Он откинул голову и создал промежуток между их телами, чтобы посмотреть на нее сверху вниз; в его взгляде сверкнула такая враждебность, что Сорель испугалась, не зная, как вести себя дальше.
— Свернуть твою хорошенькую шейку, — закончил Блейз свою мысль тоном констатации факта.
Она вытаращила глаза, открыла рот и пропустила шаг.
Блейз мгновенно отреагировал на ее оплошность, прижав крепко к себе, так что Сорель могла почувствовать его силу, тепло тела, движение бедер, когда он снова влился в ритм музыки, а она автоматически ему последовала.
Знакомое состояние — оказаться в руках Блейза и подчиняться в танце — было нестерпимо, оно напомнило, как ей не хватало его прошедшие месяцы… годы.

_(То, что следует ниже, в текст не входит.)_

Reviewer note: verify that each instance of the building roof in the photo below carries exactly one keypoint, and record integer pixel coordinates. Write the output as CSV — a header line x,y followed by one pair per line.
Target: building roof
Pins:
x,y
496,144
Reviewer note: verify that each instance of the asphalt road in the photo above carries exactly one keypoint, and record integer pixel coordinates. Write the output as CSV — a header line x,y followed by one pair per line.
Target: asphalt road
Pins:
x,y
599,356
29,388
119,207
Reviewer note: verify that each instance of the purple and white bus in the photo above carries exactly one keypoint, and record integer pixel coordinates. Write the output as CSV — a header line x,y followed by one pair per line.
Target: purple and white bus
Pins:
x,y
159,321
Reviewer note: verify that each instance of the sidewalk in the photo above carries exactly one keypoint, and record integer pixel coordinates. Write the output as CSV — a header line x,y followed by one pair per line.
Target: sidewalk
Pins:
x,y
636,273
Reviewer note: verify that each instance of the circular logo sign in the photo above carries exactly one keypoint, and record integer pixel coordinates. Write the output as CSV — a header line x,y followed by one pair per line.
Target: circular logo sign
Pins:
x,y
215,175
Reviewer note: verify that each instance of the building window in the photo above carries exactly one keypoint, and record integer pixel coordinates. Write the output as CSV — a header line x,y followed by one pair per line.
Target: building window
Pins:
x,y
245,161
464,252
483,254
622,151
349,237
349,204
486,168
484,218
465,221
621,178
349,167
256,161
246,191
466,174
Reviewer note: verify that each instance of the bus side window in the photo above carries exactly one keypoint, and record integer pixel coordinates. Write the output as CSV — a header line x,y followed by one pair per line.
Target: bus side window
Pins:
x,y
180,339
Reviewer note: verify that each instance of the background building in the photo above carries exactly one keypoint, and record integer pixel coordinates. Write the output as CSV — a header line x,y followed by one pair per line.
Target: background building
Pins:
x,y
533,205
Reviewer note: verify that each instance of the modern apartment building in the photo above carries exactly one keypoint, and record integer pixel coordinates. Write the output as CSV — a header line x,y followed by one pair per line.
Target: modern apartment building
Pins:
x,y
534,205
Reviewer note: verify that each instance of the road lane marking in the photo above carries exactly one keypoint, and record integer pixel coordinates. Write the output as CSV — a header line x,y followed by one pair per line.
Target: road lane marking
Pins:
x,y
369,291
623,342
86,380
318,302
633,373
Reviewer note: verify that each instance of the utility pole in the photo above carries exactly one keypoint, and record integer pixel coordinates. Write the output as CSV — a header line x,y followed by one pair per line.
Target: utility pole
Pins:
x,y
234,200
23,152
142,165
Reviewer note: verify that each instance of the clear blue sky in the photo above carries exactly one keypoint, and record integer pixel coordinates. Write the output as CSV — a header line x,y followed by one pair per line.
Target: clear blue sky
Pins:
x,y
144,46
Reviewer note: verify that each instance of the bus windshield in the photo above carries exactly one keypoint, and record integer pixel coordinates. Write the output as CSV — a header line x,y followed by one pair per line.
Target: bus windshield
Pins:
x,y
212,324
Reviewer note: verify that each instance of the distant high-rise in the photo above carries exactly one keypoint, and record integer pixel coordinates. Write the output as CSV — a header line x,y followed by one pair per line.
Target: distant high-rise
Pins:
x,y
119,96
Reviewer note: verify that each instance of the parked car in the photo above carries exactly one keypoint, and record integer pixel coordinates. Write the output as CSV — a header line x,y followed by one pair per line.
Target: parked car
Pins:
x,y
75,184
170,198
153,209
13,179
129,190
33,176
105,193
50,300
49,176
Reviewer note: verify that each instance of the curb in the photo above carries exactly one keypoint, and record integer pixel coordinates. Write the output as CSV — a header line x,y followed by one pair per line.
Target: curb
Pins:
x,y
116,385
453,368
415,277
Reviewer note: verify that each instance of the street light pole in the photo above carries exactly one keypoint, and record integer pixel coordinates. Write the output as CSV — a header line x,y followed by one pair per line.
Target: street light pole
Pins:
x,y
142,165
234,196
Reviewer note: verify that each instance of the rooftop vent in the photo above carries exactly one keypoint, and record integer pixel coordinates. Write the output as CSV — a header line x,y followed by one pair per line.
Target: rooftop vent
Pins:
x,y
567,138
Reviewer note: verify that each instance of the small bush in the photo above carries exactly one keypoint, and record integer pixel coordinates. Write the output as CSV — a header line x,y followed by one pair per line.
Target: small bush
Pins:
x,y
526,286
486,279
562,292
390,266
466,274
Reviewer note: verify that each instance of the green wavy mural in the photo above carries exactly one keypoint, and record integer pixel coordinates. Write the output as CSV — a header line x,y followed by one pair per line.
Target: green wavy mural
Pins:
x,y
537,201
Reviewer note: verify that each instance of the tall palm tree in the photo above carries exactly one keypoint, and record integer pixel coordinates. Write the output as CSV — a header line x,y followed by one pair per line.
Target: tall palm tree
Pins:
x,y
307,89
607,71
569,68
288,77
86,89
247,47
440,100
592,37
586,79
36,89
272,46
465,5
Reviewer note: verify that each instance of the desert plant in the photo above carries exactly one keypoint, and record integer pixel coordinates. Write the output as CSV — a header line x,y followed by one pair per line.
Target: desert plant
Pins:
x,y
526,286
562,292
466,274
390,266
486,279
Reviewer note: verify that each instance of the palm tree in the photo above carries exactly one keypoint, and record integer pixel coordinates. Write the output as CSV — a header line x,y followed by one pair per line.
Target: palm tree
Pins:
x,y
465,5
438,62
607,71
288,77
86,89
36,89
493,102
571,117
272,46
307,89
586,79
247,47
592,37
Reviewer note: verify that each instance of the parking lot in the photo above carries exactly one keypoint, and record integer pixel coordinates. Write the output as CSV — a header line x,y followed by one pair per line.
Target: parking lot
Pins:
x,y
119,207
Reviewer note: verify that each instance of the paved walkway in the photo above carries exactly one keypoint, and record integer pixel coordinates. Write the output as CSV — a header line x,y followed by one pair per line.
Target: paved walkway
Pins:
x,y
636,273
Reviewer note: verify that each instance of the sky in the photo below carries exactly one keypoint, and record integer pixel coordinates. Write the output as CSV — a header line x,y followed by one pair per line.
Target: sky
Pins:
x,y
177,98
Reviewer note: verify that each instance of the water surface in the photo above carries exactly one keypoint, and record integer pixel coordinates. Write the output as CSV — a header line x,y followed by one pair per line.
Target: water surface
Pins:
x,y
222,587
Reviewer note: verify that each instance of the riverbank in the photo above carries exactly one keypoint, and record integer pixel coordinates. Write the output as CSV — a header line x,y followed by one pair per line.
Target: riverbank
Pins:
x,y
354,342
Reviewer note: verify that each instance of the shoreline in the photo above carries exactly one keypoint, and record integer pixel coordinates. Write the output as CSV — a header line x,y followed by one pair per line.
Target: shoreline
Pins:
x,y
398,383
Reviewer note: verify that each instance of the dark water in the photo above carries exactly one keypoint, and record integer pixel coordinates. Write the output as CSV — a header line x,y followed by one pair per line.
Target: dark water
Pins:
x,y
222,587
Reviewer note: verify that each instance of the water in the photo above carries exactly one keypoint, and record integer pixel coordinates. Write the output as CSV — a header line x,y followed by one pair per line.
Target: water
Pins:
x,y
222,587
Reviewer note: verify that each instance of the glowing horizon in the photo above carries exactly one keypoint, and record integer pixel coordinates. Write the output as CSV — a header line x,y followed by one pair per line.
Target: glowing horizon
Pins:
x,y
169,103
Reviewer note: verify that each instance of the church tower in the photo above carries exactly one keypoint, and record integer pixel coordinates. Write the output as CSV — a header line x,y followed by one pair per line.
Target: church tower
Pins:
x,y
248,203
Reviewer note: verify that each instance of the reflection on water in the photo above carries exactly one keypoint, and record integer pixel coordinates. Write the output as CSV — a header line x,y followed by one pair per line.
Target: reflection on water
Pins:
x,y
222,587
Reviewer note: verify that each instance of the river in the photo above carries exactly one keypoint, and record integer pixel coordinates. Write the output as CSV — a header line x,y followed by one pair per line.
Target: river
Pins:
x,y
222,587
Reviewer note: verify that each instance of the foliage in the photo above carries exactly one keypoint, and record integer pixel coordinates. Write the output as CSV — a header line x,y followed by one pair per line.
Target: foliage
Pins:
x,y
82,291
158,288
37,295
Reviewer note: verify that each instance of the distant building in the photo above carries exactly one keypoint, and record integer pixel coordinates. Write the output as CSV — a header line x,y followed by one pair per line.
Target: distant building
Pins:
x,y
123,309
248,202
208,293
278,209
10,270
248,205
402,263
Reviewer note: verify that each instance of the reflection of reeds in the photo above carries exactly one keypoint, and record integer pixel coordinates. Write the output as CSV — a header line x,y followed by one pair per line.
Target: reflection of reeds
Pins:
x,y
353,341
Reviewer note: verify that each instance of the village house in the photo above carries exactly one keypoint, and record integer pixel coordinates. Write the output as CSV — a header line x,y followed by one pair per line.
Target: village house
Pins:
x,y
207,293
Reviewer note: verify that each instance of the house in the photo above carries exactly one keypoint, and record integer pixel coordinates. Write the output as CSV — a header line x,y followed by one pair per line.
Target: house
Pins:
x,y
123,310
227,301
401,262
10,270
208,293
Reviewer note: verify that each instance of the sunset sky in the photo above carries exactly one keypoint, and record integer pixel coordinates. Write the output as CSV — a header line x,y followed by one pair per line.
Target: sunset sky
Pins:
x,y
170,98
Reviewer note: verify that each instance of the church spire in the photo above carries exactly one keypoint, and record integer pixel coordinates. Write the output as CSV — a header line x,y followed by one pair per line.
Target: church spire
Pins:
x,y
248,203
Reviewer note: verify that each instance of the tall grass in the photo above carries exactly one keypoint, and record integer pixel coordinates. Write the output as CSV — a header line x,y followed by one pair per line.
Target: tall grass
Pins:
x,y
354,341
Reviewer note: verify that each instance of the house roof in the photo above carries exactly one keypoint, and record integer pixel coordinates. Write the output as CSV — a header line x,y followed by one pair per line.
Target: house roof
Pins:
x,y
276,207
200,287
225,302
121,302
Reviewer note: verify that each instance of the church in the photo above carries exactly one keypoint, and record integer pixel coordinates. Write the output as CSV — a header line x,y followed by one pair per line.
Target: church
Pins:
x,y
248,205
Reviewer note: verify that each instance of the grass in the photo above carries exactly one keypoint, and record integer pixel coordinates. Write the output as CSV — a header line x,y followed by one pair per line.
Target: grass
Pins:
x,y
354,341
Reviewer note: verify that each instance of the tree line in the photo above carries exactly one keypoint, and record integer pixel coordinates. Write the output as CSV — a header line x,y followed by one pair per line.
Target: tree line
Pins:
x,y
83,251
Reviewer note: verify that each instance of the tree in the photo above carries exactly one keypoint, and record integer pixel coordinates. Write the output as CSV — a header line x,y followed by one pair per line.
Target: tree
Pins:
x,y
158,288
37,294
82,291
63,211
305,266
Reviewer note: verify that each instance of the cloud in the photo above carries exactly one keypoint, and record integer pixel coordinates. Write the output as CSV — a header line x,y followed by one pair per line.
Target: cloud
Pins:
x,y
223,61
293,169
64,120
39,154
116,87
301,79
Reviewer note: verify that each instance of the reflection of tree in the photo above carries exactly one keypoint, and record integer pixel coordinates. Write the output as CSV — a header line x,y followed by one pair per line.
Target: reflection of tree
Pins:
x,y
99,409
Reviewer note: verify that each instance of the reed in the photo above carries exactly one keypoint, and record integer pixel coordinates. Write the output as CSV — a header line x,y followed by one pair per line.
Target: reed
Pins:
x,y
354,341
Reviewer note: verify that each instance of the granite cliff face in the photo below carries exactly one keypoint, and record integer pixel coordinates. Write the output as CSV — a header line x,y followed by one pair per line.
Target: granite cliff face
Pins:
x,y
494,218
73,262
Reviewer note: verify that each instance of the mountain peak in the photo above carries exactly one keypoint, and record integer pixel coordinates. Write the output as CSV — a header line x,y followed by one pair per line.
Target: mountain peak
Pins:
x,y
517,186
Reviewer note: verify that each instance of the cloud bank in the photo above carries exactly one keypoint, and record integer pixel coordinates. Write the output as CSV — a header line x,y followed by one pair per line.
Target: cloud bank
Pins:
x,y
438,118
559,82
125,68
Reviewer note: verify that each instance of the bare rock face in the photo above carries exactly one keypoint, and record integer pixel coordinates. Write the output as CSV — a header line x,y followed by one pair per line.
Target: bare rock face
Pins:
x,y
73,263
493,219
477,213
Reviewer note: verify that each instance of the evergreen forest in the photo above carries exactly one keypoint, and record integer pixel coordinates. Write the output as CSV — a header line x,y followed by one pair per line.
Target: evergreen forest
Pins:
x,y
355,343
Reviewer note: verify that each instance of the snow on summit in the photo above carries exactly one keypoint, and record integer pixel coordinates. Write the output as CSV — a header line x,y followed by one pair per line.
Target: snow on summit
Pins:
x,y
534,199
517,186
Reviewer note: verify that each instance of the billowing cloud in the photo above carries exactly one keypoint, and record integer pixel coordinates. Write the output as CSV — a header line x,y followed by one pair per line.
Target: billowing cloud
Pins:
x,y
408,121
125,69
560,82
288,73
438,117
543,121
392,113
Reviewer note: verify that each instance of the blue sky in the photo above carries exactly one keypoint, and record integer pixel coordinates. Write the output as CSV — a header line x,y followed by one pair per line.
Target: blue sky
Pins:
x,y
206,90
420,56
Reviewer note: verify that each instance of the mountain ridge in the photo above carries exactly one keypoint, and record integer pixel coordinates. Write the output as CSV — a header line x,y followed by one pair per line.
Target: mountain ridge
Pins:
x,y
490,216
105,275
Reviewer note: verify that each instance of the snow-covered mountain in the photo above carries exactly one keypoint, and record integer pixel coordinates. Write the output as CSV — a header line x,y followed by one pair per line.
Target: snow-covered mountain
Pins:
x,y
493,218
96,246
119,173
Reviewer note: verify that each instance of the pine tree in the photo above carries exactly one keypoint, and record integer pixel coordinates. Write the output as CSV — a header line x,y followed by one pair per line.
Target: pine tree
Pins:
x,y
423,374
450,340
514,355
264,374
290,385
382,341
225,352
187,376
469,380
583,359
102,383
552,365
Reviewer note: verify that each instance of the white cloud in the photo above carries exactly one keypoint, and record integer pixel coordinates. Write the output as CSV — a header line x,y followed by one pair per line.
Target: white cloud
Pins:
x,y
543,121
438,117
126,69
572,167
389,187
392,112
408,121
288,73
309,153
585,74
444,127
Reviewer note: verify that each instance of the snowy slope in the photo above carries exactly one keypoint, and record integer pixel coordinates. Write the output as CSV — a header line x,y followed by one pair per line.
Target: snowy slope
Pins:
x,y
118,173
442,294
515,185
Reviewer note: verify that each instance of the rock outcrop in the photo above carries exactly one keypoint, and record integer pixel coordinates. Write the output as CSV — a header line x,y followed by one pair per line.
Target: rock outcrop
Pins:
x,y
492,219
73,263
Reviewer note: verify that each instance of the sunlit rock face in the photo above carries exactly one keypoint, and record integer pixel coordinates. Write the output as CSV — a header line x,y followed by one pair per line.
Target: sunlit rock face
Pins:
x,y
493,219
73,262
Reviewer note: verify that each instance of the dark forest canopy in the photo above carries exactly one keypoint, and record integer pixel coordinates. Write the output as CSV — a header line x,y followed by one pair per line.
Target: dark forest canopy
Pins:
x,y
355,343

Вокруг них в вихре проносились другие пары. Сорель постаралась обрести голос.
— Я понимаю, тебе какое-то время было тяжело, но четырех лет вполне достаточно, чтобы преодолеть обиды.
— О, я преодолел, не беспокойся. Не думаешь же ты, что я все это время нянчился со своим разбитым сердцем?
Она вообще не считала, что у него разбито сердце, но понимала, что своим поступком уязвила его гордость. Четыре года назад он уже имел высокое положение в обществе и в деловом мире, внеся свежие идеи и энтузиазм в фирму, которая и без того слыла в Новой Зеландии процветающей, а то, что он молод, холост и происходит из богатой семьи, служило дополнительной пищей для газетных сплетен.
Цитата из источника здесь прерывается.